Since 2008, we've invited almost 1,000 musicians to come to NPR headquarters in Washington, D.C., to play songs beside a desk that belongs to my colleague Bob Boilen. Since the pandemic hit, artists have been getting creative incorporating their own desks, and other makeshift setups, into Tiny Desk "home" concerts.
But the desk – and the home setup – for this performance beats them all. The location is the home, and not so tiny writing desk, of Aaron Copland, America's beloved composer.

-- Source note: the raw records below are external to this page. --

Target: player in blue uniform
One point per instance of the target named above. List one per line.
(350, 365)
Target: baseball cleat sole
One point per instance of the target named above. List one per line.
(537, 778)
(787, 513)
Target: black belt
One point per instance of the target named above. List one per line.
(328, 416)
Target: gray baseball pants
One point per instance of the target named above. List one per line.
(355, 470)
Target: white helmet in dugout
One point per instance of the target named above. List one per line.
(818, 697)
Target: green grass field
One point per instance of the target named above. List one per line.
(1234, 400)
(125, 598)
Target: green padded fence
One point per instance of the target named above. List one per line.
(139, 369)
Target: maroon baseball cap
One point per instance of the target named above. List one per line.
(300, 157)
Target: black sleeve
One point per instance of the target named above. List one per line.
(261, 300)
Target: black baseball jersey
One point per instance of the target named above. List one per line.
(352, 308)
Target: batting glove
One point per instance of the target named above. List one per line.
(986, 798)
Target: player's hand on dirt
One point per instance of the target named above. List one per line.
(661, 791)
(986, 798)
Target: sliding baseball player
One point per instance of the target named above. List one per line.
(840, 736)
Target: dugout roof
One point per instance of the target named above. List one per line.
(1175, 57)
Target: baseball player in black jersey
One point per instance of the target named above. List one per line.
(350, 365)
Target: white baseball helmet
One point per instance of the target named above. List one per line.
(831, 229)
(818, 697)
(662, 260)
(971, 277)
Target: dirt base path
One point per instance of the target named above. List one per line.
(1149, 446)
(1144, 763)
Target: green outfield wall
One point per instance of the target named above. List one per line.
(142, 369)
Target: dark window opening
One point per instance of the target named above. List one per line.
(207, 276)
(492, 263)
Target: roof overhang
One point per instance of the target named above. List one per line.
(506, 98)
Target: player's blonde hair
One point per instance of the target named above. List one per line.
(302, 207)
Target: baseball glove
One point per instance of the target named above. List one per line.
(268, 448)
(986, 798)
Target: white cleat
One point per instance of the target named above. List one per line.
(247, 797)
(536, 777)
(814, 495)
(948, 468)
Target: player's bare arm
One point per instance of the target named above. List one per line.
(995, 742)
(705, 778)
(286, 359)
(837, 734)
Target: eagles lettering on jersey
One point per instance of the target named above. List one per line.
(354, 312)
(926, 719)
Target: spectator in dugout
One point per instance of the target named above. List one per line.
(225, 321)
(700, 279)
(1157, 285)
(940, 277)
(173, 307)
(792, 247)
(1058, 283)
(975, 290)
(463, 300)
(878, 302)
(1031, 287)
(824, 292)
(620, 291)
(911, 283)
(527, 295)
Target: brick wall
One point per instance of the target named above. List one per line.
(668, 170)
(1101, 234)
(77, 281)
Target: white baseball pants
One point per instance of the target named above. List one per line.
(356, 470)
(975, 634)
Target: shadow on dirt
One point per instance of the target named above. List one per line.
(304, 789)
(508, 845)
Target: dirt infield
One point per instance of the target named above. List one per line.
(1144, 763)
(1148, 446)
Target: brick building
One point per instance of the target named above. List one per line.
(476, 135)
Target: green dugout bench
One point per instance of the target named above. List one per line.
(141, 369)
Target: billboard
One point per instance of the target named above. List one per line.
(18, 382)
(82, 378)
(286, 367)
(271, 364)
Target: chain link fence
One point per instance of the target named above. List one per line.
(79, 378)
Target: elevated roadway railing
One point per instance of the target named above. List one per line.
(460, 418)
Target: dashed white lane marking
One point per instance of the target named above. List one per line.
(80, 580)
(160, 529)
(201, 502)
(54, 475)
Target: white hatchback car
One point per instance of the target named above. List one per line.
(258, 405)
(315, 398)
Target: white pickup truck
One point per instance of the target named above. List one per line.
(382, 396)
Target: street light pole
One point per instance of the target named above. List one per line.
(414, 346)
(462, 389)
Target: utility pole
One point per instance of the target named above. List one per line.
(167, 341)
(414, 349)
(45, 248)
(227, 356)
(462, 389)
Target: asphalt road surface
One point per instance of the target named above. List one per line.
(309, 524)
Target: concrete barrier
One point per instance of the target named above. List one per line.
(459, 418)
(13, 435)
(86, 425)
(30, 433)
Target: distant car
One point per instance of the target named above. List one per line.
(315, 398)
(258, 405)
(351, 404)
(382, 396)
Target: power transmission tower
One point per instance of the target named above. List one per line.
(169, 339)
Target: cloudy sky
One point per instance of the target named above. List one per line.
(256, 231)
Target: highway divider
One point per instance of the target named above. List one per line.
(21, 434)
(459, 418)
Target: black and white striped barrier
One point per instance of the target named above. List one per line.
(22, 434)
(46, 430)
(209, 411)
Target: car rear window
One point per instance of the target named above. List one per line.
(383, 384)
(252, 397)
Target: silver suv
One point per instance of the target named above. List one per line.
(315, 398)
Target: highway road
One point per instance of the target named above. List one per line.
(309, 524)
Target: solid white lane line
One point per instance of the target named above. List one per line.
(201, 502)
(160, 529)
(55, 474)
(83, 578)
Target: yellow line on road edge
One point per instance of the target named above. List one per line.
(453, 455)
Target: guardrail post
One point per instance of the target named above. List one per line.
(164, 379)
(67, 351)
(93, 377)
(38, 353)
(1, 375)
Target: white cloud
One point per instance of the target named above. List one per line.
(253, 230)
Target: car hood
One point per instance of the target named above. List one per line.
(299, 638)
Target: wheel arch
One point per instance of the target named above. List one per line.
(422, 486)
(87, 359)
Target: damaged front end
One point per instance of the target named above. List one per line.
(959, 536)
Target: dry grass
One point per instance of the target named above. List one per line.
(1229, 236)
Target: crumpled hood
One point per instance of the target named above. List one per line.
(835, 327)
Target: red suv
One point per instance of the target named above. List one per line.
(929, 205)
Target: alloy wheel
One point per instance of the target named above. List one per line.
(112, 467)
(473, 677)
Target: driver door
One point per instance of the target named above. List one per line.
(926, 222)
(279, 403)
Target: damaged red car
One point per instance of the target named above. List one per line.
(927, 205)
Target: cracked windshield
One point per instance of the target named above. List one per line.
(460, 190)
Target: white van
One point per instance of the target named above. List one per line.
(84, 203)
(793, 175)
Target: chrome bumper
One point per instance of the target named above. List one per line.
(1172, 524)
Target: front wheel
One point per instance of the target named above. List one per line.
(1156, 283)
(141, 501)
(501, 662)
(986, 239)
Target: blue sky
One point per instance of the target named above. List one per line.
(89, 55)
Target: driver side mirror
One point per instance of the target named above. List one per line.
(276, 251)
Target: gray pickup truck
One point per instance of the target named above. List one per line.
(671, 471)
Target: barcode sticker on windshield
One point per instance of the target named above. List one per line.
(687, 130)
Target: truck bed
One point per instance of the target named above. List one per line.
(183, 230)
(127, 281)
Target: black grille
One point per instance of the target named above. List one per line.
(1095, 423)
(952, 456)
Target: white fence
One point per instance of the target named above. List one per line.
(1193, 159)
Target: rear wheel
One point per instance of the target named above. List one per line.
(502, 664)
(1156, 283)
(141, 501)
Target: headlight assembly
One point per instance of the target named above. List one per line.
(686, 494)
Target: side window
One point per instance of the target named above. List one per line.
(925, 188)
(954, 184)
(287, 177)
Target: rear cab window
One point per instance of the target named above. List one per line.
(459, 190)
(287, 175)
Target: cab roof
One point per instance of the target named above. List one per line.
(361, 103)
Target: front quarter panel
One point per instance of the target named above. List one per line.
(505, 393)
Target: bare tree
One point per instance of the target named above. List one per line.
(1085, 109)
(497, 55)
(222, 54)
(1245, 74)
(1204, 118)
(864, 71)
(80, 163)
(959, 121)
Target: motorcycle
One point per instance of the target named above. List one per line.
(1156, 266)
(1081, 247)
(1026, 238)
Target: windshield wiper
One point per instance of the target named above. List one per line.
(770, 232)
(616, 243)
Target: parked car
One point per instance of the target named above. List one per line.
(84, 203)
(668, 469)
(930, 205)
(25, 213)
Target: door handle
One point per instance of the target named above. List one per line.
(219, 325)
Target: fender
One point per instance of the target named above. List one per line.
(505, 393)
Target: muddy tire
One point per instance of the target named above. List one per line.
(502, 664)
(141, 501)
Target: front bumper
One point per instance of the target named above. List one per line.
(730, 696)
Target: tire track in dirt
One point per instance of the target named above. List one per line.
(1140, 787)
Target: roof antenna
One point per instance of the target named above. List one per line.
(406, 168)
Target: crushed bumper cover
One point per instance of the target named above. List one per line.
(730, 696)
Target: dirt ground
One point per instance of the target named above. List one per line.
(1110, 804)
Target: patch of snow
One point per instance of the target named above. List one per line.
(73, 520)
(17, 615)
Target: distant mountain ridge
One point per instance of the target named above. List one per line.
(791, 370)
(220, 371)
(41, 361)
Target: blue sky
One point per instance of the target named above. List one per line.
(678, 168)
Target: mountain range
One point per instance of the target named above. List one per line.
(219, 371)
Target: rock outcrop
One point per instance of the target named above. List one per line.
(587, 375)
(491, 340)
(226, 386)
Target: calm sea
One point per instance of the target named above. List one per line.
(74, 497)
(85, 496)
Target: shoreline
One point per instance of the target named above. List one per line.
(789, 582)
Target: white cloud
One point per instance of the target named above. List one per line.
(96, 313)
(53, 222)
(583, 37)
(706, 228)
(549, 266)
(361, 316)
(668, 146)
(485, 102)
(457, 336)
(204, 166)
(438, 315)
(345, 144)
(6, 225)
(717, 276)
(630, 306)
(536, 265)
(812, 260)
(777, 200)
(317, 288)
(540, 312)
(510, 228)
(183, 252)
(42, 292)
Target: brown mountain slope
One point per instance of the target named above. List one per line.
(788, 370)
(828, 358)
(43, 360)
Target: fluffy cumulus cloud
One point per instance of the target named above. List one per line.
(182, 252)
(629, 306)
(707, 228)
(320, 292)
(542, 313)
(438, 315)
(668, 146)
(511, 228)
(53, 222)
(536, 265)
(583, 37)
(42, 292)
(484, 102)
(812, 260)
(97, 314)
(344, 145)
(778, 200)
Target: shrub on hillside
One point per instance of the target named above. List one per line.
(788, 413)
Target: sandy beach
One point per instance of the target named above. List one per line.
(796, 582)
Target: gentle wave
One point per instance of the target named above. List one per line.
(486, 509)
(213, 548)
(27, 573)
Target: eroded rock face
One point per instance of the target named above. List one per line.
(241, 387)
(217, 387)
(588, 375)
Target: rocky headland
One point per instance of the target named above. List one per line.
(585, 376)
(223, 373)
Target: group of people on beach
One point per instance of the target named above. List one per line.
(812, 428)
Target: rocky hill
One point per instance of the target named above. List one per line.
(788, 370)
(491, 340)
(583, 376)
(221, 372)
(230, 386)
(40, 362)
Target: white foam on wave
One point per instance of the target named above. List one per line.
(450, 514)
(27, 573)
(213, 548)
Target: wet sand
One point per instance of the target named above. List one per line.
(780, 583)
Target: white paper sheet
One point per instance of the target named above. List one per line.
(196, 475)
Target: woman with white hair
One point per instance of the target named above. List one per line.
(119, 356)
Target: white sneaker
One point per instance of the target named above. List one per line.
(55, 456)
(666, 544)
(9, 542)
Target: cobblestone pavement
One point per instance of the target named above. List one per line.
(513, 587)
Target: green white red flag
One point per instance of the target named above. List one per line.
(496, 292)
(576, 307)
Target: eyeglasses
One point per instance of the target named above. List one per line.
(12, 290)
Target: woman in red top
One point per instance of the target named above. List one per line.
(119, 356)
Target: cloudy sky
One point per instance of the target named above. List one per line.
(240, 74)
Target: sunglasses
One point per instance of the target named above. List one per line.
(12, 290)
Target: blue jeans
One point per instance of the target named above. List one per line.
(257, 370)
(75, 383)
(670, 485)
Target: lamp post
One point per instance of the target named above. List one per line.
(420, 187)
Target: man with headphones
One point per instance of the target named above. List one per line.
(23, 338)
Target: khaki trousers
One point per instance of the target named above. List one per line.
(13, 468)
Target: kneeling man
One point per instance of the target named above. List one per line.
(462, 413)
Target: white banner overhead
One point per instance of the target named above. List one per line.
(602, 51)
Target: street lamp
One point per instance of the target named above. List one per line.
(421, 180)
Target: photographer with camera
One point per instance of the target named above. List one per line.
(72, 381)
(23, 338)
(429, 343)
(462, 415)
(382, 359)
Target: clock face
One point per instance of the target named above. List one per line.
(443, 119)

Copland, who would have turned 120 on Nov. 14, gave us Appalachian Spring, Fanfare for the Common Man and Rodeo, among many other works that helped define a singular American sound. The set begins with one of the composer's earliest pieces in a jazzy vein, while the Violin Sonata that follows embodies America's wide open spaces, filled with possibilities. The Duo for flute and piano, which closes the set and features the great flutist Carol Wincenc, was actually written at the very desk seen in this video.
Michael Boriskin plays Copland's own piano. He's the artistic and executive director of Copland House, located an hour north of New York City in the lower Hudson River Valley. What was once Copland's home is now a creative center for American music.
Copland's music from Copland's own desk – what could be more authentic than that?